In a study published in Science Translational Medicine, researchers from Japan’s Nagoya University documented how Fusobacterium may play a key role in spurring the development of endometriosis. After analysing tissue samples from women with endometriosis, they found that the majority of patients had Fusobacterium in their uterine lining. Based on these findings, GlobalData believes that the eradication of this bacterium by a non-hormonal antibiotic treatment may represent a promising approach to treating endometriosis for women who are positive for Fusobacteria infection, as well as for those women with endometriosis trying to conceive or who do not wish to use hormone treatments.
Endometriosis is a common gynaecological condition that can manifest as a variety of painful symptoms, including chronic pelvic pain, severe and frequent cramps during menstruation (dysmenorrhea), and genital pain during sexual intercourse (dyspareunia). Despite affecting nearly one in ten women, it can take eight years on average for a diagnosis after initial symptom onset. A key reason for this lag is that researchers still do not know exactly how endometriosis occurs, except that the flow of menstrual blood backward through the fallopian tubes plays a role in some cases. However, mounting evidence suggests that bacteria may also be involved.
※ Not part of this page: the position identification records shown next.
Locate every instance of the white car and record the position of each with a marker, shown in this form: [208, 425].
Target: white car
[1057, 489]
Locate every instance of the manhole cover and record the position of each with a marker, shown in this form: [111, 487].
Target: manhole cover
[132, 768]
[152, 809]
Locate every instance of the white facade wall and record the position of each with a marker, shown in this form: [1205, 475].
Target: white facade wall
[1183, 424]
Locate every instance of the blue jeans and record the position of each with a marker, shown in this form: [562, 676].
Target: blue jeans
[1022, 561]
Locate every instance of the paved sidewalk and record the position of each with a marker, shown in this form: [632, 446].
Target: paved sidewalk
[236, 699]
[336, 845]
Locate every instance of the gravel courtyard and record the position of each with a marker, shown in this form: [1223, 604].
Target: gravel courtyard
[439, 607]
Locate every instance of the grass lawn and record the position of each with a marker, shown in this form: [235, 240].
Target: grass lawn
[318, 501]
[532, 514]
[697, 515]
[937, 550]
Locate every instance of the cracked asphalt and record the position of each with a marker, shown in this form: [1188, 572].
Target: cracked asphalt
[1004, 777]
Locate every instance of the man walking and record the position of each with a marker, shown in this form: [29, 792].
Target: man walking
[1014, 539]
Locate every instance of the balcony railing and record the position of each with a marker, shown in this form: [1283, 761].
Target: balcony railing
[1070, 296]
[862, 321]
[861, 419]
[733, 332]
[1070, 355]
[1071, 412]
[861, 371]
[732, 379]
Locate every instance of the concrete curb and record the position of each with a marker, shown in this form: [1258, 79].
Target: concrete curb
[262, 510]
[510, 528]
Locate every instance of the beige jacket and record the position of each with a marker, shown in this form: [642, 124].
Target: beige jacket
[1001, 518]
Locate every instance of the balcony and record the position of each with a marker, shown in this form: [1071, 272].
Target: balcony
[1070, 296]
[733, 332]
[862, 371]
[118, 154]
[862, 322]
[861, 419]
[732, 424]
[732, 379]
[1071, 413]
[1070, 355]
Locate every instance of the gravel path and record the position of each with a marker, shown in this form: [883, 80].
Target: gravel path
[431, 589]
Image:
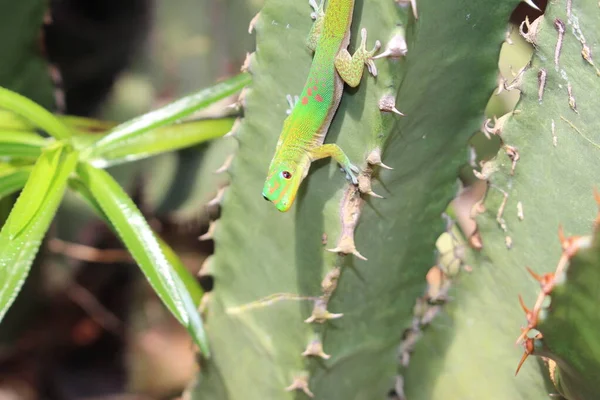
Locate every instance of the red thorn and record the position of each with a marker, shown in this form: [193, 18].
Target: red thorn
[537, 277]
[546, 281]
[524, 307]
[597, 197]
[561, 236]
[527, 353]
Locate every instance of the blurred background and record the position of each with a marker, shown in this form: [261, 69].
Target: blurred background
[87, 325]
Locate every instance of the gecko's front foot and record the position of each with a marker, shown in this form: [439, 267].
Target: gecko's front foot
[352, 172]
[368, 55]
[292, 101]
[350, 68]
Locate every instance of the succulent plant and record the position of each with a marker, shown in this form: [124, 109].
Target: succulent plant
[345, 296]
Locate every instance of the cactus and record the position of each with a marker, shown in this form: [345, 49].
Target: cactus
[544, 177]
[273, 271]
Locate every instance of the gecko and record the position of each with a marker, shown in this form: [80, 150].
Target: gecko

In the above-mentioned study, researchers documented how Fusobacterium might stimulate the development of endometriosis. The researchers analyzed tissue samples from 79 women with endometriosis and 76 without, all of whom had surgery at Nagoya University Hospital and Toyota Kosei Hospital in Japan. They found that 64% of patients with endometriosis had Fusobacterium in their uterine lining, versus fewer than 10% of women in the control group. Further supporting this evidence, vaginal swabs from these patients also showed a much higher prevalence of the bacteria in those with endometriosis than in those without the disease.
To determine whether Fusobacterium affects the course of endometriosis directly, the team transplanted endometrial tissue from one set of mice into the abdominal cavity of another. Within weeks, endometriotic lesions formed in the recipient mice. The researchers also found that lesions were generally more abundant and larger in mice that had also been inoculated with Fusobacterium than in those that hadn’t. Treating the mice with the antibiotics metronidazole or chloramphenicol, administered vaginally, reduced the development of endometriosis and significantly reduced the number and size of the lesions.
The results of this study are compelling and provide a convincing and novel rationale for targeting Fusobacterium as a non-hormonal antibiotic-based treatment for endometriosis. However, while these findings are promising, research in this area is still in its infancy, and there are still a few key missing pieces. Indeed, more extensive research in humans is particularly important because mice, which do not menstruate or form spontaneous endometrial lesions, are limited as models of the condition. Moreover, it would be useful to further test the association between Fusobacterium and endometriosis in a more ethnically diverse population, as well as transgender and gender-diverse people, to determine whether the findings are representative of the wider endometriosis population. Nevertheless, the study gives important insight into what might be causing at least some cases of the complex condition that is endometriosis and, consequently, may represent an important step forward for the treatment of the disease.